Bei aller Beachtung der Bequemlichkeit des Benutzers besteht doch ein Zielkonflikt zwischen Datenschutz und Ergonomie. Es ist sicher keine nennenswerte Abschwächung des Systems, wenn für den Routinebetrieb auf der Station ein gemeinsames PSE mit Minimalrechten vorgesehen wird, damit nicht jede Schwester, die schnell mal etwas nachsehen will, eine umständliche Überprüfung über sich ergehen lassen muß. Für die Ausübung weitergehender Rechte ist die Überprüfung jedoch unvermeidlich. Kann man es einem Arzt zumuten, bei Verordnungen seine Diskette zu zücken und ein Paßwort einzugeben? Immerhin wird ihm dadurch zugesichert, daß ihm niemand fremde Fehler unterschieben kann.

Es gibt sicher keine Patentlösungen. Ein Sicherheitssystem muß immer unter Aufwands-Nutzen-Äbwägungen konzipiert und auf die konkrete Situation zugeschneidert werden. Insbesondere bei Einbindung in ein Kliniksinformationssystem sind natürlich auch einige Randbedingungen zu beachten. Wirksamer Datenschutz in offenen und vernetzten Systemen ist nur mit kryptographischen Verfahren möglich. Konkrete Vorschläge für die notwendige "kryptographische Infrastruktur" (auch für Kliniksinformationssysteme) müssen von den Medizin-Informatikern kommen.

Literatur

[Beu]
Albrecht Beutelspacher: Kryptologie.

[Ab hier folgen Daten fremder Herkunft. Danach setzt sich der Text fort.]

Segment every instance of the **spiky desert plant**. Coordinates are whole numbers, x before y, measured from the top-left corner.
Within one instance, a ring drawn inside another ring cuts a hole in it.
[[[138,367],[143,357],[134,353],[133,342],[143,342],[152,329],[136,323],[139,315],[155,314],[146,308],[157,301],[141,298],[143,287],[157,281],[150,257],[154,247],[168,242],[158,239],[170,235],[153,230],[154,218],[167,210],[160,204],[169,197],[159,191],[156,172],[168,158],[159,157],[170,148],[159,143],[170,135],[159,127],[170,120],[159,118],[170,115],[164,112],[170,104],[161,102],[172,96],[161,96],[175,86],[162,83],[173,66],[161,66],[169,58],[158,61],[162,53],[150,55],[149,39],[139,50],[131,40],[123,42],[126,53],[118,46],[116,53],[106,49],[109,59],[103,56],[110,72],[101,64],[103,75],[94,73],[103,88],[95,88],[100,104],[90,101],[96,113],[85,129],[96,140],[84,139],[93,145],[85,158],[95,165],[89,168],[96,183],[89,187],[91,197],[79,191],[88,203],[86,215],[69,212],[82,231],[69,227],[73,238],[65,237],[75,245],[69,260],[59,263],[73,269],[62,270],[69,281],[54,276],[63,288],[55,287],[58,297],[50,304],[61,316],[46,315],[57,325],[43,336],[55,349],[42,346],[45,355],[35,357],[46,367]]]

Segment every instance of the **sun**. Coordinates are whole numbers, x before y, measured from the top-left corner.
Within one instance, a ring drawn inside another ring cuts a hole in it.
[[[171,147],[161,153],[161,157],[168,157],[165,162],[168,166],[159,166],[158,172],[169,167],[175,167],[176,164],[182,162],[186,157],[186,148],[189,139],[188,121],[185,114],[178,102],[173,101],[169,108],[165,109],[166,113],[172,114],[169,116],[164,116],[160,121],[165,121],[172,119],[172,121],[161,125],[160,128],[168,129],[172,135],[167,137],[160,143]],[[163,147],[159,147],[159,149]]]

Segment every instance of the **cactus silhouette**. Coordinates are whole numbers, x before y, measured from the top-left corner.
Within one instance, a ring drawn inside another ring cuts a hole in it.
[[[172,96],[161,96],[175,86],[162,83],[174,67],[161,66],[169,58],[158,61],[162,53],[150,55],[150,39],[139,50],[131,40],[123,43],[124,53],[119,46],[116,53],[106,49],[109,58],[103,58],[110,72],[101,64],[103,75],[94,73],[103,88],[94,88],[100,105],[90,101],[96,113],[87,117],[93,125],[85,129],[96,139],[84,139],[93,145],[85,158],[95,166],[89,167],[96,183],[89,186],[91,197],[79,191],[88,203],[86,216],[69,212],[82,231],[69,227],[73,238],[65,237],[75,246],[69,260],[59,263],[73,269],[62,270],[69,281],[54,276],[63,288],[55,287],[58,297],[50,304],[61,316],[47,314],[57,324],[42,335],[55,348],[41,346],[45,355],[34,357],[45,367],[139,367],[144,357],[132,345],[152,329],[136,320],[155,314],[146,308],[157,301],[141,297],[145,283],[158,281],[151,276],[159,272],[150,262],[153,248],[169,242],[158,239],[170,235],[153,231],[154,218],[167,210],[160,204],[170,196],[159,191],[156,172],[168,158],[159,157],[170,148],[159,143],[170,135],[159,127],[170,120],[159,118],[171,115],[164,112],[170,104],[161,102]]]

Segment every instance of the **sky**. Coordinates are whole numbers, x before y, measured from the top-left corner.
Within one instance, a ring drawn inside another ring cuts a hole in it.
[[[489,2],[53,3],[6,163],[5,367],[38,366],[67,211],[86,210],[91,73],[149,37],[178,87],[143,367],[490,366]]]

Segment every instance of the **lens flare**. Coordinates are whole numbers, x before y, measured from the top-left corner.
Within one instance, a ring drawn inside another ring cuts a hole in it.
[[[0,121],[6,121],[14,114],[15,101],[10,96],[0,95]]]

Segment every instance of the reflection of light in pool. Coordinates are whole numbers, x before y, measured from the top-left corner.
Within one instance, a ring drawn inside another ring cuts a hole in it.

Vieweg, Braunschweig 1987.
[Pom]
Klaus Pommerening: Datenschutz und Datensicherheit. BI-Wissenschaftsverlag, Mannheim usw. 1991.
[Sec]
Wolfgang Schneider: SecuDE Overwiew. Gesellschaft für Mathematik und Datenverarbeitung, Darmstadt 1992.
[ZSI]
Zentralstelle für Sicherheit in der Informationstechnik (Hrsg.): IT-Sicherheitskriterien -- Kriterien für die Bewertung der Sicherheit von Systemen der Informationstechnik (IT). Bundesanzeiger, Köln 1989.
[ZS2]
Zentralstelle für Sicherheit in der Informationstechnik (Hrsg.): IT-Evaluationshandbuch -- Handbuch für die Prüfung der Sicherheit von Systemen der Informationstechnik (IT). Bundesanzeiger, Köln 1990.